Based on STEM and EELS measurements, we systematically studied the atomic structure of RP faults and the effects of RP faults on the local electronic configuration of Ni in a NdNiO₃ film. Several RP faults were detected, showing, e.g., a/2<111> shifts, intergrowth layers of NdNiO₃, and overlapping Nd and Ni columns. The critical thickness for RP fault formation is around two unit cells and no misfit dislocations are visible. The generation of a high density of RP faults effectively relaxes the epitaxial strain from the substrate. We observed the elongation and distortion of the oxygen sublattice around RP-fault planes, which is theoretically beneficial to reduce the strong repulsion between two neighboring [NdO]⁺ layers.
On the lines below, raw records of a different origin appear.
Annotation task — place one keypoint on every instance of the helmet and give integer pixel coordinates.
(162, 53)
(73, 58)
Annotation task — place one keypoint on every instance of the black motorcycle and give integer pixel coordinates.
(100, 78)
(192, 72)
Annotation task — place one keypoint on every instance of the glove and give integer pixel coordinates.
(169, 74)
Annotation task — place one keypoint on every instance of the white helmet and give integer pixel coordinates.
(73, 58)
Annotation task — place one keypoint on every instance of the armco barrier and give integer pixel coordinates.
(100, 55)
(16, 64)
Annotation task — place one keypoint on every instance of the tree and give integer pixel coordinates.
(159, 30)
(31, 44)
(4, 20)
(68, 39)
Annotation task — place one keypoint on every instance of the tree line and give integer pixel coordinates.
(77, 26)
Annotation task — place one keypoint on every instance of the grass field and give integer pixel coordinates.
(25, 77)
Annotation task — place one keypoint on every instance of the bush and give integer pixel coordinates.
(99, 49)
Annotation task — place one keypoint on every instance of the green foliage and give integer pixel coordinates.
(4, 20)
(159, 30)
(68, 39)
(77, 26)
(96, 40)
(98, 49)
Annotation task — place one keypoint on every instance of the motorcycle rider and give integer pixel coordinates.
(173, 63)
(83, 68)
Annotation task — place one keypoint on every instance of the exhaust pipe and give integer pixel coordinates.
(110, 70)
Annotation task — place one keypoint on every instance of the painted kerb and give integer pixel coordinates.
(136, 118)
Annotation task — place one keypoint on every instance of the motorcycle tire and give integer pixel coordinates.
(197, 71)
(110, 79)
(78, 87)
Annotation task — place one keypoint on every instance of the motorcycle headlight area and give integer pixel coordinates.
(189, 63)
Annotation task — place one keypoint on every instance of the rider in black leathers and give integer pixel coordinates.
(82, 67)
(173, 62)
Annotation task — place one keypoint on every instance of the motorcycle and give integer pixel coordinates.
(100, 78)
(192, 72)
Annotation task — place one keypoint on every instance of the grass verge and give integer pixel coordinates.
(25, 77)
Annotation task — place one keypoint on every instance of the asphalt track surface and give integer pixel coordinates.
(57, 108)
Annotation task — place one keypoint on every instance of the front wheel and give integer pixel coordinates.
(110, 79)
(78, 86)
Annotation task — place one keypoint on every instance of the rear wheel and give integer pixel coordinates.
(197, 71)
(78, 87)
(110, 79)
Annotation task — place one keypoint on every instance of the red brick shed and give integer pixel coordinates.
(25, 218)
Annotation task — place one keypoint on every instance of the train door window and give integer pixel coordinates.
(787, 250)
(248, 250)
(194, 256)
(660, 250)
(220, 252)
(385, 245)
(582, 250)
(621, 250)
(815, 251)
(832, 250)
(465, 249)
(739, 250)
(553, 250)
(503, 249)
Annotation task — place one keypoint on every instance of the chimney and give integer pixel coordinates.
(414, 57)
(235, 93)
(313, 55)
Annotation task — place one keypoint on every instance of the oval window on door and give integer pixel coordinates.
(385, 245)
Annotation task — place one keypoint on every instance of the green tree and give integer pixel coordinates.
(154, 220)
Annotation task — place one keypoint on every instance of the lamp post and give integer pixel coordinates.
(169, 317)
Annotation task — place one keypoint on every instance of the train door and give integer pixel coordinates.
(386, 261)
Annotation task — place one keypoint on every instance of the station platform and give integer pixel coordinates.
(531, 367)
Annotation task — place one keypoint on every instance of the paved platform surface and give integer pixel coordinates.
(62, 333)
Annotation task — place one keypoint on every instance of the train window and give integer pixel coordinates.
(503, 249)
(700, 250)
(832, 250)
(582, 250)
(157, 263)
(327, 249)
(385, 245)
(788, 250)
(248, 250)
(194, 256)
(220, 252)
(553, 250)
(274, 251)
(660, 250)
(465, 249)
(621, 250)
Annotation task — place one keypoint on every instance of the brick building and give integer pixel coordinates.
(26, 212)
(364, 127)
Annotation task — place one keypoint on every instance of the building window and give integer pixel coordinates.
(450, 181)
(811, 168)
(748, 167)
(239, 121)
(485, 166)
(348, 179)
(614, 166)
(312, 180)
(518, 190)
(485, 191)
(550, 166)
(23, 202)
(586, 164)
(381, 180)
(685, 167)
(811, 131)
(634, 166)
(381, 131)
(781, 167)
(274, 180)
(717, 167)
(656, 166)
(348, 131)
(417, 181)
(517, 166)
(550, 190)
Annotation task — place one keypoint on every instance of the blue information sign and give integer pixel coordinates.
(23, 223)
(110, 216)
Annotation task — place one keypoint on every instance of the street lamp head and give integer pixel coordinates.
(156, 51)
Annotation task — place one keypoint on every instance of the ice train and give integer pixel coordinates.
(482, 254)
We analyzed the variation in the Ni oxidation state around RP faults in NNO. The changed valence of Ni around RP-fault planes is mainly associated with the variations in the strain and atomic structure. On the one side, the tensile strain might induce oxygen vacancies at the fault-free layer of NdNiO₃ close to the substrate. On the other side, the additional [NdO]⁺ layer can lead to a reduction in the valence of Ni in RP fault regions. This work highlights how the distribution of strain and atomic structure changes around RP faults lead to a spatially varying electronic configuration in NdNiO₃.